The seven fictional findings? Most of them collapse the moment something actually tries to argue against them, because there’s no real evidence underneath — just plausible narrative. The three real ones survive, because the refuter goes looking for the disproof and can’t find it.

The finder/refuter harness give me the detail

The key move is using a different model family for the refuter. Same-family models share the same blind spots — Opus refuting Opus tends to rubber-stamp its own reasoning. Cross-vendor disagreement is the signal.

The refuter prompt is deliberately one-sided:

You are refuting a code-review finding. Your job is to
DISPROVE it, not validate it. Output VERDICT: SURVIVES
only if you cannot construct a concrete counterexample,
execution path, or code reference that defeats the claim.
Otherwise output VERDICT: REFUTED with the specific reason.

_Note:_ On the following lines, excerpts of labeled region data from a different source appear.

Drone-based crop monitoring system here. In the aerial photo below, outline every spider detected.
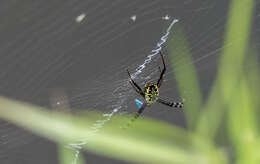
[127,51,183,119]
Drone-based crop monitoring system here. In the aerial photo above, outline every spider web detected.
[0,0,260,164]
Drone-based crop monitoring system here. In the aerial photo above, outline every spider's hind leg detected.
[157,98,183,108]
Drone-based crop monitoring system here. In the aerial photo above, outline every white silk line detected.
[131,19,179,79]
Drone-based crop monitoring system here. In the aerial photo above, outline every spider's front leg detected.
[126,69,145,97]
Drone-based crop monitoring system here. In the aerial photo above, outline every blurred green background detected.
[0,0,260,164]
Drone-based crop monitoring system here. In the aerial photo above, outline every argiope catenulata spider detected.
[127,51,183,119]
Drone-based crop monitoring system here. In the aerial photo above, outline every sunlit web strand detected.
[68,19,179,164]
[131,19,179,79]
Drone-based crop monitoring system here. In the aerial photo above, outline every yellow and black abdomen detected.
[144,83,159,105]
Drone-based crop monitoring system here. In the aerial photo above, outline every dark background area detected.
[0,0,259,164]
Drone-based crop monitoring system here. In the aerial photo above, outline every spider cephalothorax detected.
[144,82,159,105]
[127,52,183,118]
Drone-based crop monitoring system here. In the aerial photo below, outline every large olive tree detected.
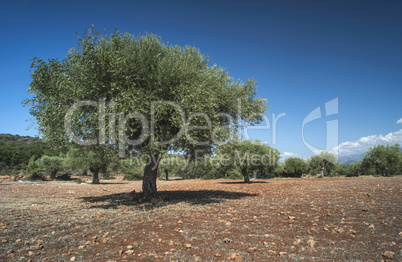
[26,28,266,199]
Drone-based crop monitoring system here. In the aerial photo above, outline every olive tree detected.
[362,144,402,176]
[218,140,280,183]
[283,157,307,177]
[26,28,267,199]
[40,155,64,179]
[308,151,338,176]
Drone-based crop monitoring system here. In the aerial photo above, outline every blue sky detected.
[0,0,402,158]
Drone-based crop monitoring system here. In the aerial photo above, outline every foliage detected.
[284,157,307,177]
[39,155,64,179]
[121,159,145,180]
[25,28,267,197]
[158,155,186,180]
[27,156,43,180]
[362,144,402,176]
[308,151,337,176]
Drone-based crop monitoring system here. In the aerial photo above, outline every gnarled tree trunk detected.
[142,154,159,200]
[92,171,99,184]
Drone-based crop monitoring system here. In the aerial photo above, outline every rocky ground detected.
[0,177,402,261]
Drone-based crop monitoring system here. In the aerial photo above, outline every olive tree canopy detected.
[25,27,267,198]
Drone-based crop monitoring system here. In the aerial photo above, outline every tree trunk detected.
[142,154,159,201]
[165,169,169,181]
[92,171,99,184]
[321,163,325,178]
[241,169,250,183]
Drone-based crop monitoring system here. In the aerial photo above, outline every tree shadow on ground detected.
[219,181,268,185]
[80,190,257,209]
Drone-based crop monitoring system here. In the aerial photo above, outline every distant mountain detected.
[338,152,366,165]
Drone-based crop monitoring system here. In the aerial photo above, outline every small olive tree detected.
[218,140,280,183]
[283,157,307,177]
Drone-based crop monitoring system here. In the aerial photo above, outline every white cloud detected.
[333,128,402,156]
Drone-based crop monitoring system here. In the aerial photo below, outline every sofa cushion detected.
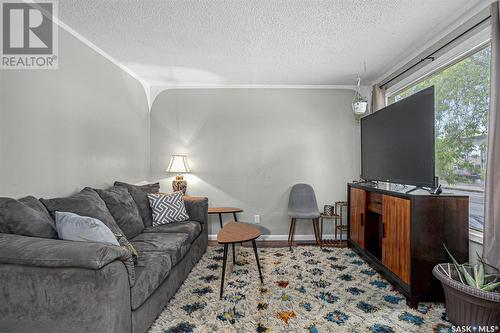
[148,191,189,226]
[114,182,160,227]
[56,212,120,246]
[130,233,191,266]
[0,196,57,238]
[142,221,202,243]
[40,187,123,235]
[95,186,144,239]
[130,251,173,310]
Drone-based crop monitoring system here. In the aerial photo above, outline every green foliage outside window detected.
[389,47,491,187]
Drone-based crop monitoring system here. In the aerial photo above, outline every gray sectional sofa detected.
[0,184,208,333]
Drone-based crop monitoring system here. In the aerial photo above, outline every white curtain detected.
[483,1,500,268]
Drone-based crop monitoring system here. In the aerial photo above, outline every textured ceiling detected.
[59,0,480,86]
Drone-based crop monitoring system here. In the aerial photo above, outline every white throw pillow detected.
[148,191,189,226]
[55,212,120,246]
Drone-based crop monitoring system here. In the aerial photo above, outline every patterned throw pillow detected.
[148,191,189,226]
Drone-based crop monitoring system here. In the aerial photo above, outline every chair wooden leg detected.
[312,219,318,244]
[288,218,296,250]
[313,219,321,246]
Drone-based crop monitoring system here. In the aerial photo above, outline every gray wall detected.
[0,29,149,197]
[151,89,360,235]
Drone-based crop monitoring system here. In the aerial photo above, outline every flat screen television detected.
[361,87,436,187]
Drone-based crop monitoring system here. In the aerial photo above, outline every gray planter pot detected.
[432,264,500,326]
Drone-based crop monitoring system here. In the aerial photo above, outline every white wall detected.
[0,29,149,197]
[151,89,360,239]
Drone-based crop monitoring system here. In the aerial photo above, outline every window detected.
[389,45,491,231]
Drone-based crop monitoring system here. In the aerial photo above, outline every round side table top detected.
[217,222,261,244]
[208,207,243,214]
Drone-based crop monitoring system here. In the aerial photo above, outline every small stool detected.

Findings are dispatched in parallel, one refutation call each. Cheap relative to the cost of me chasing a phantom bug. The harness — finder, then adversarial check, keep only survivors — is maybe 40 lines of orchestration around two models that already existed.

Here’s why this generalizes beyond code review. Any AI that makes judgment calls — flagging fraud, triaging tickets, reviewing contracts — fails the same way: a single confident pass produces plausible-but-wrong calls, and each one spends a little of your trust until you stop reading the output at all.

The fix isn’t a better finder. It’s an adversary. Pair your generator with a skeptic from a different model family and ship only what survives the attack. The model’s raw intelligence matters less than the harness you put around it — and a harness that forces the system to argue against itself is the cheapest trust you can buy.